Benefits of post-training Ice Baths


1. Reduced Inflammation and muscle soreness, resulting in faster muscle recovery time

Intense exercise causes micro-tears along the muscle fibre. Inflammation increases to heal the tears, which leads to the feeling of muscle soreness. The ice bath causes vasodilation, reducing the swelling and inflammation.

2. Flushes out the muscles lactic acid

This reduces muscles aches and activates the muscles ability to heal after training. 

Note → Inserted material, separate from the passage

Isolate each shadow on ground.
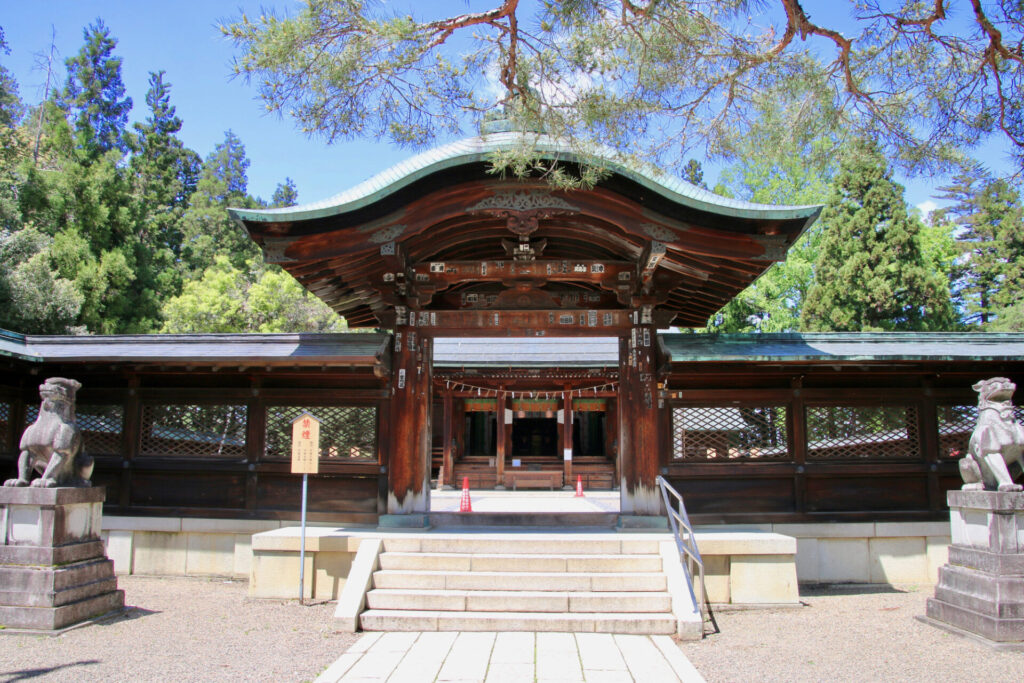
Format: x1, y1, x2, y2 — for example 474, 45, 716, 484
800, 584, 913, 597
0, 659, 99, 683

3. Boosts your immune system

Short term physiological stress by cold water immersion was found in a 2014 study to boost the body's production of T & NK immune cells. This can protect you from diseases and infections, ensuring you're not out of your training routine for long. 

4. Build mental resilience 

By regulating your breath and your nervous system, you train the mind to stay calm, composed and focused in the face of physiological stress. You will need mental resilience to get you through the long and tough rides too!  

5. Improved mood

Czech researchers found that cold immersions can boost your dopamine levels, our happy hormone, by 250% (the same as cocaine!) for as long as 2-3 hours. 




      Most gyms and health centres have a sauna, even if they seldom get used. Let’s look at why you should add an extra 15 mins on to the end of your workout to relax in the sauna. You can put tremendous strain on your muscles and joints after an intense ride or workout session. Engaging in heat therapies, such as saunas, have a wide range of benefits for enhanced athletic recovery and preventing injury to ensure you can get back on the bike training as quickly as possible.


      How to prepare for a Sauna?


      For the best results, it’s best to stay in the sauna for 30 minutes, however if that is too long you can break it into 15 mins chunks, taking a 2 min cool down break. It is also great to make the most of the heat in the sauna and do some gentle stretches. The warmth allows your muscles to ‘loosen up’, increasing flexibility and muscular performance.

      Don’t forget to stay hydrated before, during and after the sauna, as your are likely to sweat out a lot.


      Benefits of post-training Sauna


        1. Increased blood flow

        Due to vasodilation, blood flow increases and your muscles get flooded with more oxygen and nutrients, aiding in a faster recovery.

        2. Soothes stiff joints

        Saunas can stimulate the production of synovial fluid, creating more lubrication and greater mobility. The heat also relaxes muscle tension, alleviating the stiffness surrounding the joint.

        3. Reduced muscle soreness

        Deep heat penetration into your muscles enhances the recovery of your fast-twitch muscle fibres (the one’s responsible for short bursts of energy - like a sprint or hill on the bike) and releases muscle tension. Less soreness means less discomfort, plus you will be back to training faster with refreshed muscles.

        4. Release of endorphins - your feel-good hormones

        Endorphins have both pain-relieving and mood-enhancing properties which can make you feel great, minimise discomfort and make you eager to come back for more! 


            Can I combine ice baths and saunas for recovery?


            Absolutely! Contrast therapy, using both heat and cold together, provides maximal recovery benefits post training. Traditionally, it’s best to start off with the heat exposure, followed by cold exposure - this is the ‘fire and ice’ method. Doing both together promotes the release of both cold shock proteins, which strengthens the immune system and heat shock proteins, reducing inflammation.

            It’s thought that ice baths tend to be more beneficial after long cardio sessions and sauna is best after strength training. Combining the two will fast-track your muscles healing process and reduce inflammation.

            Individuals with health conditions should consult a physician before incorporating contrast therapy into their routine. You may prefer one over the other and you can play around with the duration and intensity of heat and cold - get exploring!